# Henry is in love with Spuds McKenzie



## ElvisnHenry'sMom55 (Mar 10, 2011)

Long time lurker...finally starting to post.

Anyway, I took Henry to the dog park last weekend for the first time and what a ball he had playing with all the other dogs, playing ball, frisbee, and best of all going for his first swim UNTIL....enters Spuds McKenzie into the park. I was immediately enamored with her, well apparently, so was Henry. He proceeded to hump her and kept coming for her every chance he got. I had to move him to another part of the park. Thank goodness she was fixed. I was mortified, shocked, embarrassed and laughing all at the same time. :roflmao::sorry: Luckily Lola, a.k.a. Spud's McKenzie's mom was pretty cool about it. Lordy, Henry. Never a dull moment! I see neutering in your future, Henry.

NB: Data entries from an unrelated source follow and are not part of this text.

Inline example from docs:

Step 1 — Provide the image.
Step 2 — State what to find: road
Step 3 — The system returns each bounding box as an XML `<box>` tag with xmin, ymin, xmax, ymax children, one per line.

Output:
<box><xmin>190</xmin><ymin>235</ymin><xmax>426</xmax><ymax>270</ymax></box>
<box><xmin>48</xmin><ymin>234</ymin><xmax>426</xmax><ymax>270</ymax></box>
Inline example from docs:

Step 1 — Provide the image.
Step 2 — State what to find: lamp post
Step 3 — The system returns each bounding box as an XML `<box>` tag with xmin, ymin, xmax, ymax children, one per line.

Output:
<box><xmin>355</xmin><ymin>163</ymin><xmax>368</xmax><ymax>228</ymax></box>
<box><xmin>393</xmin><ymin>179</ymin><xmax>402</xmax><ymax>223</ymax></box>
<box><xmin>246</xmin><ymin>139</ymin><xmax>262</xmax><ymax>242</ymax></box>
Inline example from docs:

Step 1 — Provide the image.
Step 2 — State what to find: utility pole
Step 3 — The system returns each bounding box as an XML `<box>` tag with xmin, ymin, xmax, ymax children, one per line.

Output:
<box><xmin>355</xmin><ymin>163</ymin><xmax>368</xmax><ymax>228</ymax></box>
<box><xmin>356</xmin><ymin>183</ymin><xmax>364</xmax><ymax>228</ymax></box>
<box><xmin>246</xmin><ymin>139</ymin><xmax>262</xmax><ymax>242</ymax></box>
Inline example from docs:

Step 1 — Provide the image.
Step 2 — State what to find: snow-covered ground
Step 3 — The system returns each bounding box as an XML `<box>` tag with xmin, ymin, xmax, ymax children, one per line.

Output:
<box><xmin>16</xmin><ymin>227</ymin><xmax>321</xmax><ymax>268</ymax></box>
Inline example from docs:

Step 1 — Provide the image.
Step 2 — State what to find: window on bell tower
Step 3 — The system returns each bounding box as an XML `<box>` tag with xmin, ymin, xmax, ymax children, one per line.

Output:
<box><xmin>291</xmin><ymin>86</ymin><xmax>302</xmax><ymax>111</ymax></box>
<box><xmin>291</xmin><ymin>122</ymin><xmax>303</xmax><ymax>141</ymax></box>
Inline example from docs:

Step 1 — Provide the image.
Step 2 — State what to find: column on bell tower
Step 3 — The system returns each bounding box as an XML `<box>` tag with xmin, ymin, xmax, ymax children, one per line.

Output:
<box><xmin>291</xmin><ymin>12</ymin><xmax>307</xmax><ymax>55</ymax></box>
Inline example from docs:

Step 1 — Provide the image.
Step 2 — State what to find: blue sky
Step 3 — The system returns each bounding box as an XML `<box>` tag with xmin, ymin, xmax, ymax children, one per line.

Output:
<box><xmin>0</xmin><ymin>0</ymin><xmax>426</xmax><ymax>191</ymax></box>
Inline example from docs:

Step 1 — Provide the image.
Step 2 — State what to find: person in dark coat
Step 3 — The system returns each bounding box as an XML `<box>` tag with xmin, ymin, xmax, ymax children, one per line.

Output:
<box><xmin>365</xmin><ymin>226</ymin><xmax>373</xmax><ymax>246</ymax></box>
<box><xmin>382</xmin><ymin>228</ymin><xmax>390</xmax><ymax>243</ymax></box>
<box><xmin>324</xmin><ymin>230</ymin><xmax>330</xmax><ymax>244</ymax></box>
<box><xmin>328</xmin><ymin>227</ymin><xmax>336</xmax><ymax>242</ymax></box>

On a side note: I had to laugh, Henry stood at the edge of the pond for the longest time, before he jumped in. I swear I could hear him saying, "I think I can." "I think I can." :lol:


----------



## Oaklys Dad (Dec 28, 2005)

It sounds like he had a great day at the dog park. If you've been around adolescent puppies for long you don't get too excited with puppy humping. When mine do I just tell them "OFF" and continue as if nothing happened. It is very common thing and not sexual.


----------